Moi, j’ai vu un sondage montrant qu’une majorité de Français en avait marre d’entendre parler de terrorisme tous les jours. Et la santé est au moins dans le top 3. Le constat que je fais, c’est que 99% des jeunes pensent que les politiques sont corrompus. Et ça, c’est très grave ! On vit une crise démocratique qui se matérialise par une majorité d’abstentionnistes. D’où l’idée de refonder une Constitution.

De quelle façon souhaitez-vous réformer la Constitution, justement ?

Renouveler la démocratie, ça prend du temps. Je propose une réforme en deux ans. Des citoyens seront tirés au sort pour former une assemblée constituante.

Le constat que je fais, c’est que 99% des jeunes pensent que les politiques sont corrompus
Charlotte Marchandise

Pendant ce temps-là, on met en place un gouvernement de transition. L’idée, c’est de construire une société plus juste avec notamment un revenu de base. Je souhaite réaliser les transitions économiques écologiques et énergétiques qui vont ensemble. Mais il faut aussi que ces transitions soient désirables. Que les gens comprennent que l’écologie, ce n’est pas le retour à la bougie. Au niveau de la politique internationale, il faut prouver les bienfaits d’une Europe démocratique. Seule une Europe unie constitue une réponse efficace face à Trump et Poutine. Et puis construire une politique de paix qui implique de ne plus vendre d’armes aux autres pays.

N’est-ce pas trop ambitieux ?

Oscar Wild disait : “La sagesse, c’est d’avoir des rêves suffisamment grands pour ne pas les perdre de vue lorsqu’on les poursuit.” Si je me suis engagée, c’est parce qu’on va droit dans le mur. Et sans volonté extrêmement forte, rien ne bougera. C’est le fatalisme et l’abstention qui ont fait élire Trump. Je ne demande pas qu’on me suive, mais que les gens soient à mes côtés.

Mélenchon souhaite fonder une nouvelle constitution et les écologistes ont déjà un parti et des membres au gouvernement. Qu’apportez-vous de nouveau dans le jeu politique ?

À vrai dire, je me sens plus proche d’Alexandre Jardin ou du parti pirate. D’abord, Mélenchon et moi, on n’est pas d’accord sur la méthode. Lui, ça fait 30 ans qu’il est élu. Je ne comprends pas pourquoi il ne se met pas au service de quelqu’un de nouveau, si possible une femme. En ce qui concerne les Verts, nous avons aussi des points communs : comme Yannick Jadot, je suis très régionaliste. Pourquoi ne pas se rallier à moi et discuter ?

Avez-vous déjà reçu le soutien d’élus locaux ou des promesses de parrainage pour votre campagne ?
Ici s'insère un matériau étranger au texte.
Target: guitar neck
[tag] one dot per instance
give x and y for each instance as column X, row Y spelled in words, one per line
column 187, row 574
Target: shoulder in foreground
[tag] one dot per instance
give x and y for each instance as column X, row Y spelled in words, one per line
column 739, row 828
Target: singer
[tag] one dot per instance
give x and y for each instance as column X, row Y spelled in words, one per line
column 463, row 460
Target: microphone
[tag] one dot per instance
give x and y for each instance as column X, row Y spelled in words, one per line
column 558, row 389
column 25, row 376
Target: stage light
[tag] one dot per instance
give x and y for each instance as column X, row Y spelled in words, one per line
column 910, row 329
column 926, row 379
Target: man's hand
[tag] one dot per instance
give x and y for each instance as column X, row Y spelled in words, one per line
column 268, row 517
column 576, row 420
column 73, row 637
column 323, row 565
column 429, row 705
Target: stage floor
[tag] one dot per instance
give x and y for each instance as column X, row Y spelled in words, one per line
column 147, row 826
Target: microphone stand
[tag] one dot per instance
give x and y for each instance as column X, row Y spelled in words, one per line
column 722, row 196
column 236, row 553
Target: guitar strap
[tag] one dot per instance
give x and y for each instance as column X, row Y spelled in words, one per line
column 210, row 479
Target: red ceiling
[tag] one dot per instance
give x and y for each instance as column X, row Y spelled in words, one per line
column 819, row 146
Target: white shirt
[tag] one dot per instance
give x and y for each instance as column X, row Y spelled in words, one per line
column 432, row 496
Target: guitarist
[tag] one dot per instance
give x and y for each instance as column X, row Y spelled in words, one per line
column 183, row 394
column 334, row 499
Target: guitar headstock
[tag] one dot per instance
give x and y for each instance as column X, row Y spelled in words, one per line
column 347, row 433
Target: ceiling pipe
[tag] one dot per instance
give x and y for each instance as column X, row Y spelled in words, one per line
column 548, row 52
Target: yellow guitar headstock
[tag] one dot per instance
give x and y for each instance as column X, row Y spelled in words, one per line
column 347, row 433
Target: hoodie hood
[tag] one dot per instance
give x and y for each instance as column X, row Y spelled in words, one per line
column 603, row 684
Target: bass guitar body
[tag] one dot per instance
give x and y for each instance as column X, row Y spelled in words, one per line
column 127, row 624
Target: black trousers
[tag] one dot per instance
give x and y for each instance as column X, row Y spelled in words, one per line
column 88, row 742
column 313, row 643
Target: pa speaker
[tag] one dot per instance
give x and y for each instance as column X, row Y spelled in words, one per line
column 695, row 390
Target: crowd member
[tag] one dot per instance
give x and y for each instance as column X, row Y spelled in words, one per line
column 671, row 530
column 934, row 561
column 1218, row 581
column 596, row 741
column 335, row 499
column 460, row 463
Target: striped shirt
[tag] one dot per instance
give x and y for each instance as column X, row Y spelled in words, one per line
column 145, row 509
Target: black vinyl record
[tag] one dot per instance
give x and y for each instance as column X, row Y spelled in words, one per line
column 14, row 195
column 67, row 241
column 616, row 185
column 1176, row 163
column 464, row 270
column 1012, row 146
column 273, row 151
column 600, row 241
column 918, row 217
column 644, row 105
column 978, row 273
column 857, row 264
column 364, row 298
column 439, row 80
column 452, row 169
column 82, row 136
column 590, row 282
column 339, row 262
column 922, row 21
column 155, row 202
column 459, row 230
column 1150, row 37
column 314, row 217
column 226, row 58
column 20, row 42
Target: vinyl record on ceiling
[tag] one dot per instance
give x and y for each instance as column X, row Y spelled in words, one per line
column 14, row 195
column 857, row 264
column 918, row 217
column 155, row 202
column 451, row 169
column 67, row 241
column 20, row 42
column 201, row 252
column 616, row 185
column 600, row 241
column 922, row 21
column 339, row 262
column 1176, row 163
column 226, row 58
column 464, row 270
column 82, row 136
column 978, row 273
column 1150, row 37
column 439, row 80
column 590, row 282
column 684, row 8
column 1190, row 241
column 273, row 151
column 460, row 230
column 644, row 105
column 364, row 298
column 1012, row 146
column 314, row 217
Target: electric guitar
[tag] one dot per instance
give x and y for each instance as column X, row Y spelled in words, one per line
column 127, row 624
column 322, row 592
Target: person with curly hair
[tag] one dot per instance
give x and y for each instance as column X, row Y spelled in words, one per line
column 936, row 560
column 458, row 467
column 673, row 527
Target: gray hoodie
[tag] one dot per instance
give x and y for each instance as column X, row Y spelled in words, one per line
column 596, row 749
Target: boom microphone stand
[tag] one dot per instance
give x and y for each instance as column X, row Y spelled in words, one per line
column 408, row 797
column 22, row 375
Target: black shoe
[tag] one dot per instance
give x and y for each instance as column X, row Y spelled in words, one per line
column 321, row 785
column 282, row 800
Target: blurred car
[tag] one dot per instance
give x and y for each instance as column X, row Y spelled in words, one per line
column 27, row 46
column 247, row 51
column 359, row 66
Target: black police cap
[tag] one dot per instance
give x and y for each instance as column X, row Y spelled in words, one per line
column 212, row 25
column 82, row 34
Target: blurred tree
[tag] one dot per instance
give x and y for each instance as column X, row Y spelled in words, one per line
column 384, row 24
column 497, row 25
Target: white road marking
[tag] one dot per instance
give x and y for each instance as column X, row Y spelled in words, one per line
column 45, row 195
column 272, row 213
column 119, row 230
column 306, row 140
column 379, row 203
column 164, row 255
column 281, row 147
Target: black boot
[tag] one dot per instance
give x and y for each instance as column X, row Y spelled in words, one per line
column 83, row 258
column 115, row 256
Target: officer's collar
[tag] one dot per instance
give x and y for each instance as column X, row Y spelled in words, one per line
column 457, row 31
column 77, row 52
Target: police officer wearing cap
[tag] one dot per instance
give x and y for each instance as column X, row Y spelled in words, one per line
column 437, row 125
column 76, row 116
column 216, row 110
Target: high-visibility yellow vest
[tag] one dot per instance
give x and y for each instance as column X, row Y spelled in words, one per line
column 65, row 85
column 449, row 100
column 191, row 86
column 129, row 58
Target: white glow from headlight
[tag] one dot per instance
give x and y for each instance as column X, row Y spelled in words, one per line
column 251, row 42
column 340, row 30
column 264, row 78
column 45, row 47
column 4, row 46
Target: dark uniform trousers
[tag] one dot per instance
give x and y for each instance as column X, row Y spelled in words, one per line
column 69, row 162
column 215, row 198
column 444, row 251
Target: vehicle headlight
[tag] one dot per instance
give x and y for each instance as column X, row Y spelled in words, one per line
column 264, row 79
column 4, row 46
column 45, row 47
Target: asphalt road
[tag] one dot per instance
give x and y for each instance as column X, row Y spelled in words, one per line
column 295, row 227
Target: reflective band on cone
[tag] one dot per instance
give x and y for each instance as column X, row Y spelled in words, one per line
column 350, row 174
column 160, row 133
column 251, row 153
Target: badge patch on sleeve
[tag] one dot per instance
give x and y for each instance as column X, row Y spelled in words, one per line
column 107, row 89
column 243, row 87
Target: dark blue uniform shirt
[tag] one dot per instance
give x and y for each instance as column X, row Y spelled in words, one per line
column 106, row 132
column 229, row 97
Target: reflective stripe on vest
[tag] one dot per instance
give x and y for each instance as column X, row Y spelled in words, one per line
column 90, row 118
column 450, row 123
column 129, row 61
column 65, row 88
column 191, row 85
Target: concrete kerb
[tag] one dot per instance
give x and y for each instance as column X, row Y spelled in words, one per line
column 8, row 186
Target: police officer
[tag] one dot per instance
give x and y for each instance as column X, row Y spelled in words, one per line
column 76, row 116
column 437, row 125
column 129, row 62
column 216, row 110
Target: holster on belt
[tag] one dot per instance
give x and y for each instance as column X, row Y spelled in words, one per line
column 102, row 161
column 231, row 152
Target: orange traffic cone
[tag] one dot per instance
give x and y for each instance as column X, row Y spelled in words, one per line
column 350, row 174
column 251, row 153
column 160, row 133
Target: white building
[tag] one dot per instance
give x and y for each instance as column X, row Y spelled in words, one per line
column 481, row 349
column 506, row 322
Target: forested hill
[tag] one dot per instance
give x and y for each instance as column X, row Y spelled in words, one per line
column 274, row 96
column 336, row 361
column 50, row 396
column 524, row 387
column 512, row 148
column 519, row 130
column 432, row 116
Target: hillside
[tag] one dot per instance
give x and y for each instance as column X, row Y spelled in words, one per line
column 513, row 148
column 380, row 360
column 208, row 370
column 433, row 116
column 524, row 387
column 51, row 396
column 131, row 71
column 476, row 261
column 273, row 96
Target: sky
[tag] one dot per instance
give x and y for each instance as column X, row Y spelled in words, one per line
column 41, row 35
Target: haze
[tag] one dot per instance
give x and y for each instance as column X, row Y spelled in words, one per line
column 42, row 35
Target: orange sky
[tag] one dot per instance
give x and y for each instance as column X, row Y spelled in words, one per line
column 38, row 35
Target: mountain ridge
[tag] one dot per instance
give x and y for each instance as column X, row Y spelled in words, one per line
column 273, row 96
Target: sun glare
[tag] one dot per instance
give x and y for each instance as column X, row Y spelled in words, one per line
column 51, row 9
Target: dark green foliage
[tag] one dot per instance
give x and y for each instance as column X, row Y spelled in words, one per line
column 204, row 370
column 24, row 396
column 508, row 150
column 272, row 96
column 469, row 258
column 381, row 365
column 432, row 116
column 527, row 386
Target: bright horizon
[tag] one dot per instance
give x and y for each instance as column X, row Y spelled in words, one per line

Ça commence. Le fait d’avoir bossé deux ans sur la loi santé et la COP21 m’a beaucoup appris sur la politique et m’a permis de tisser un réseau d’élus. On a eu beaucoup de retours positifs et des pré-promesses de parrainage. Beaucoup de maires ne sont pas encartés, ce qui est un avantage pour moi. Je vais entrer en contact avec tout le monde, de l’extrême gauche au centre-droit, y compris François Bayrou, et j’espère avoir des soutiens de têtes de réseau.

L’élection présidentielle est-elle l’objectif final de laprimaire.org ?

Au contraire, c’est vraiment une candidature de service parce qu’on va probablement être les victimes du vote utile. L’important, c’est de donner de l’espoir. De dire aux gens qu’on peut s’impliquer dans la politique. Les mouvements alternatifs, comme Ma voix ou 577 pour les élections législatives, se multiplient. Et puis les européennes et les municipales vont aussi arriver vite. Ce n’est qu’un début.